Remembering this syntax every time you want to review a log file is not practical. A better option would be write a little helper script. As input, the script will take whatever relevant log file lines you throw at it from STDIN, as well as a couple of command-line arguments to help it correctly sort and summarize the data. You can download this script here.

#!/bin/bash

while getopts ":hf:k:s:p:" OPTION
do
  case "${OPTION}" in
  h) cat << EOF
  Usage: gtl [option] [arg]
  Generate frequency histogram from log data.

  Options :
     -h : shows the help page
     -s [arg] : Specify sorting options (default is '-k1M -k2n -k3V')
     -f [arg] : Specify the fields to analyze (default is all)
     -k [arg] : Specify the field separator (default is space)
     -p [arg] : Specify the character position to summarize (default is 6)

  Example :
     gtl -f " " -p 6 -k "@" -s "-k1M -k2n -k3V"

EOF
     exit 0
     ;;
  f) f="${OPTARG}"
     ;;
  k) k="${OPTARG}"
     ;;
  s) s="${OPTARG}"
     ;;
  p) p="${OPTARG}"
    ;;
  \?) printf "%s\n" "Invalid option. Type gtl -h for help"
      exit 191
      ;;
  *) printf "%s\n" "Invalid argument. Type gtl -h for help"
     exit 192
      ;;
  esac
done

if [ -z "${f}" ]; then f=" "; fi
if [ -z "${p}" ]; then p=6; fi
if [ -z "${k}" ]; then k="@"; fi
if [ -z "${s}" ]; then s="-k1M -k2n -k3V"; fi

awk -F"$f" -v k=$k '{split(k,a,","); for (key in a) { printf $a[key]" " } print"\n"}' | \
grep . | \
sort ${s} | \
uniq -c -w${p} | \
gnuplot -e "set terminal dumb 84 28; unset key; set style data labels; set xdata time; set xlabel 'Timeline'; set ylabel 'Events'; set autoscale; set timefmt '%b %d'; plot '-' using 2:1:ytic(1) with histeps"

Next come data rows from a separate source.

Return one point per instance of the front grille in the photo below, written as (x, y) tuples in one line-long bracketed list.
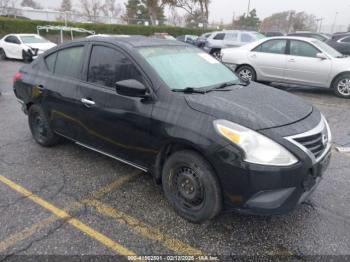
[(315, 143)]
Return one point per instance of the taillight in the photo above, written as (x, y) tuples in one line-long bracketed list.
[(17, 77)]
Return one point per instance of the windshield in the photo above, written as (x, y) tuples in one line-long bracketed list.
[(328, 49), (33, 39), (259, 36), (182, 67)]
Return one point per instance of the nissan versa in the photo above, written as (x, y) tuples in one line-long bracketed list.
[(174, 111)]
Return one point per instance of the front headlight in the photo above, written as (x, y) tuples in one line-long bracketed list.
[(258, 149)]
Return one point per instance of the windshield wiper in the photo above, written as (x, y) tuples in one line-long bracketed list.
[(190, 90), (221, 87)]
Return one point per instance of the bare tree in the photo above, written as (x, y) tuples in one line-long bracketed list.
[(66, 6), (111, 8), (174, 18), (91, 9)]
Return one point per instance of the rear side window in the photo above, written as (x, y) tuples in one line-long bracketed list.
[(219, 36), (69, 61), (272, 47), (50, 62), (299, 48), (108, 66)]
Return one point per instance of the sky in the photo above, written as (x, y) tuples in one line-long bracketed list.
[(225, 9)]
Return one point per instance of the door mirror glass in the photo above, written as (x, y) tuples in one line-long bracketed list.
[(322, 56), (131, 87)]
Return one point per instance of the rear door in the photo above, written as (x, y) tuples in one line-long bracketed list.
[(269, 59), (115, 124), (58, 86), (304, 67)]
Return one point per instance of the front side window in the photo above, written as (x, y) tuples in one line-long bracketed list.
[(69, 61), (246, 38), (12, 39), (33, 39), (181, 67), (300, 48), (231, 37), (272, 47), (219, 36), (109, 66), (346, 40)]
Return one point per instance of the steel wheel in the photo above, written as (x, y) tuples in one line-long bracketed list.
[(2, 54), (187, 188), (344, 87), (246, 74)]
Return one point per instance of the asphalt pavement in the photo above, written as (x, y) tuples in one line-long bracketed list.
[(67, 200)]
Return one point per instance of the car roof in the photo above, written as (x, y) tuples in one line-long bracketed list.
[(132, 41)]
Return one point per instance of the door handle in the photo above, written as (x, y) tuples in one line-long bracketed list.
[(87, 102)]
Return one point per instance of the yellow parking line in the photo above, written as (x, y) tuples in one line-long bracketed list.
[(144, 229), (29, 231), (25, 233), (73, 221)]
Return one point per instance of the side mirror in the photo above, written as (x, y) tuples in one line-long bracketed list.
[(131, 87), (322, 56)]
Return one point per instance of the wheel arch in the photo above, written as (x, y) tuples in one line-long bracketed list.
[(338, 75), (170, 148)]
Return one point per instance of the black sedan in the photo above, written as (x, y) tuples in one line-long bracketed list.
[(172, 110)]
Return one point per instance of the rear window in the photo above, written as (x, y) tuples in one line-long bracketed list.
[(69, 62)]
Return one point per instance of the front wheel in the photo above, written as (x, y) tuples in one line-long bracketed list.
[(2, 54), (341, 86), (40, 127), (246, 73), (27, 57), (191, 186)]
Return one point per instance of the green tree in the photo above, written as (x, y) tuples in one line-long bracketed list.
[(66, 6)]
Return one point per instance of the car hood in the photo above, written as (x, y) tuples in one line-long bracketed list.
[(255, 106), (42, 46)]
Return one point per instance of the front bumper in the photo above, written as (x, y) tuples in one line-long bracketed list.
[(263, 190)]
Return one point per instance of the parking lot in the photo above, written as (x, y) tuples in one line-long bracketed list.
[(67, 200)]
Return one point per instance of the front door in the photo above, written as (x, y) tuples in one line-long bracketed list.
[(304, 67), (115, 124)]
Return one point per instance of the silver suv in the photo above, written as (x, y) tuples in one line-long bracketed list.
[(230, 38)]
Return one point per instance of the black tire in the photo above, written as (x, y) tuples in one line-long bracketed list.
[(27, 57), (2, 55), (341, 86), (40, 127), (191, 186), (246, 73)]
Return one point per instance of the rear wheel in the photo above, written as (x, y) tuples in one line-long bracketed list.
[(341, 86), (2, 54), (191, 186), (246, 73), (40, 128)]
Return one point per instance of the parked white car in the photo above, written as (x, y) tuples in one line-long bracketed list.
[(292, 60), (23, 46), (229, 38)]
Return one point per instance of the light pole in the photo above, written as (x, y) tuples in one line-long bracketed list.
[(335, 21), (248, 8)]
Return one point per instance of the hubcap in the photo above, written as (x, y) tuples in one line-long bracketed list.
[(40, 128), (246, 74), (344, 87), (188, 188)]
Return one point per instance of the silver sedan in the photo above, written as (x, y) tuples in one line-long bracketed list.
[(291, 60)]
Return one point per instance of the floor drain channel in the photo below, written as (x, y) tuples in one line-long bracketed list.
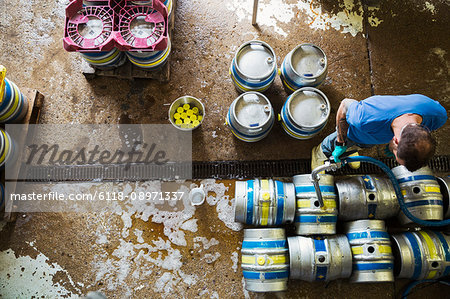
[(202, 170)]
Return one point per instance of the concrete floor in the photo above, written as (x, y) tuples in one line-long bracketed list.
[(399, 47)]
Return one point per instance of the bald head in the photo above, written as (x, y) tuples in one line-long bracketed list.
[(415, 147)]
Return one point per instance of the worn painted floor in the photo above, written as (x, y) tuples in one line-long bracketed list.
[(398, 47)]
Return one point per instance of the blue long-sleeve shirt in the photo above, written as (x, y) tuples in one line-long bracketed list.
[(370, 120)]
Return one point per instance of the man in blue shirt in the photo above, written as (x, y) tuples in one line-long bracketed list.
[(403, 122)]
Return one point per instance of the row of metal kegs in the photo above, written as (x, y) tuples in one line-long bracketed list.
[(107, 33), (253, 70), (362, 250)]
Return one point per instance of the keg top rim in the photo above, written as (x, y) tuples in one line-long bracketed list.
[(320, 95), (260, 96), (268, 49)]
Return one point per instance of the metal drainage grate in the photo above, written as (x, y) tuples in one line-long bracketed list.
[(202, 170), (288, 168)]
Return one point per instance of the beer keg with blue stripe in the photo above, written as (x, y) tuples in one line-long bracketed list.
[(254, 67), (265, 260), (250, 117), (366, 197), (263, 202), (2, 198), (310, 218), (151, 60), (421, 193), (14, 105), (444, 184), (105, 60), (7, 149), (421, 255), (371, 249), (304, 66), (319, 258), (305, 113)]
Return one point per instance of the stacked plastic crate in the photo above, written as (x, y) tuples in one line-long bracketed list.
[(364, 251), (108, 32)]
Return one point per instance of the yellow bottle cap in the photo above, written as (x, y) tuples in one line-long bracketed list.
[(261, 260)]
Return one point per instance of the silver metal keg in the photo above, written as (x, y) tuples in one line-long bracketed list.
[(305, 113), (310, 218), (250, 117), (254, 67), (372, 253), (306, 65), (265, 260), (421, 192), (366, 197), (444, 184), (264, 202), (320, 258), (421, 255)]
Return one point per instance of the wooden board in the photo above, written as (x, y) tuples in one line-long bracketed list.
[(35, 103), (128, 70)]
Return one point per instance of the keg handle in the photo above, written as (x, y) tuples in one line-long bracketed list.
[(315, 177), (307, 78)]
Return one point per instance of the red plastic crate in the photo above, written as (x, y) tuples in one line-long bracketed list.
[(129, 25), (79, 37)]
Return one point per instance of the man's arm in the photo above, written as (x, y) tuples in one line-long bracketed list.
[(341, 120)]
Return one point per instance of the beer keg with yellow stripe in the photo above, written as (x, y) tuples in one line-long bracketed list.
[(2, 198), (421, 193), (263, 202), (306, 65), (250, 117), (7, 149), (13, 105), (371, 249), (305, 113), (319, 258), (265, 260), (421, 255), (366, 197), (254, 67), (444, 185), (150, 60), (310, 218)]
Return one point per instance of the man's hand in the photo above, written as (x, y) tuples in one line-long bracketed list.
[(341, 120), (338, 151)]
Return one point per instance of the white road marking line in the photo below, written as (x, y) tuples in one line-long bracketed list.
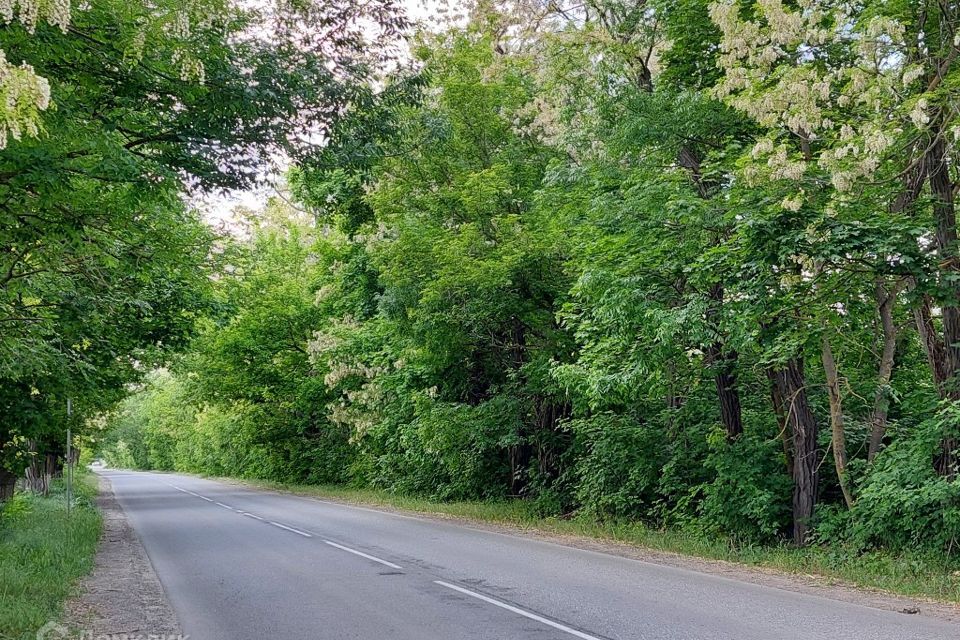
[(518, 611), (283, 526), (362, 554)]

The default options for gtl are -f " " -p 6 -k "1,2,3" -s "-k1M -k2n -k3V", which works fine for your standard syslog format. So now I can use it like so:

zgrep -h Jan.*DHCPREQUEST.*192.168.122.161 /var/log/messages* | gtl
  Events
   37 +++-+-+--+-+-+-+-+-+-+--+-+-+-+-+-+-+--+-+***+-+-+-+--+-+-+-+-+-+-+--+-+-+++
      +              +              +           * *+              +              +
      |                                         * *                              |
      |                                         * *                              |
      |                                         * *                              |
   34 ++                                        * * ***                         ++
      |                                         * * * *                          |
      |                                         * * * *                          |
      |                                         * * * *                          |
      |                                         * * * *                          |
      |                                         * * * *                          |
      |                                         * * * *                          |
      |                                         * * * *                          |
      |                                         * * * *                          |
      |                                         * * * *                          |
      |                                         * * * *                          |
   28 ++                       ***              * * * *              ***        ++
      |                        * *              * * * *              * *         |
   27 **                       * *              * * * *              * *        ++
   26 +*              ***      * *              * * * *              * *        ++
      |*              * *      * *              * * * *              * *         |
   25 +* ***  ******* * * **** * ******* ******** *** ***  *** *** *** *        ++
      +* * *  *     *+* * *  * *    +  * *         +    *  * * * *+*   *         +
   24 +***+****+-+-+***+***+-***+-+-+-+***+--+-+-+-+-+-+****+***+***+-+*+--+-+-+++
    01/01          01/08          01/15          01/22          01/29          02/05
                                       Timeline

But for other common log formats you would need to specify some parameters. For example, the xferlog used by vsftpd has a slightly different timestamp format: Mon Nov 6 17:52:03 2017, adding the day of week to the beginning of the timestamp. In this case the options for the gtl command would change a bit:

zgrep 2018.*jsmith /var/log/xferlog* | gtl -k 2,3,4
  Events
   19 +++-+-+--+-+********************+-+-+--+-+-+-+-+-+-+--+-+-+-+-+-+-+--+-+-+++
      +           *  +              +*             +              +              +
      |           *                  *                                           |
      |           *                  *                                           |
      |           *                  *                                           |
      |           *                  *                                           |
      |           *                  *                                           |
      |           *                  *                                           |
      |           *                  *                                           |
      |           *                  *                                           |
      |           *                  *                                           |
   10 ++        ***                  *                                          ++
      |         *                    *                                           |
      |         *                    *                                           |
      |         *                    *                                           |
    7 ++        *                    *                  **********              ++
      |         *                    *                  *        *               |
      |         *                    *                  *        *               |
      |         *                    *                  *        *               |
      |         *                    *                  *        *               |
      |         *                    *                  *        *               |
      |         *                    *                  *        *               |
    2 ++      ***    +              +*             +    *        *+             ++
    1 +++-+-+-*+-+-+-+-+-+-+--+-+-+-+********************+--+-+-+****************+
    01/01          01/08          01/15          01/22          01/29          02/05
                                       Timeline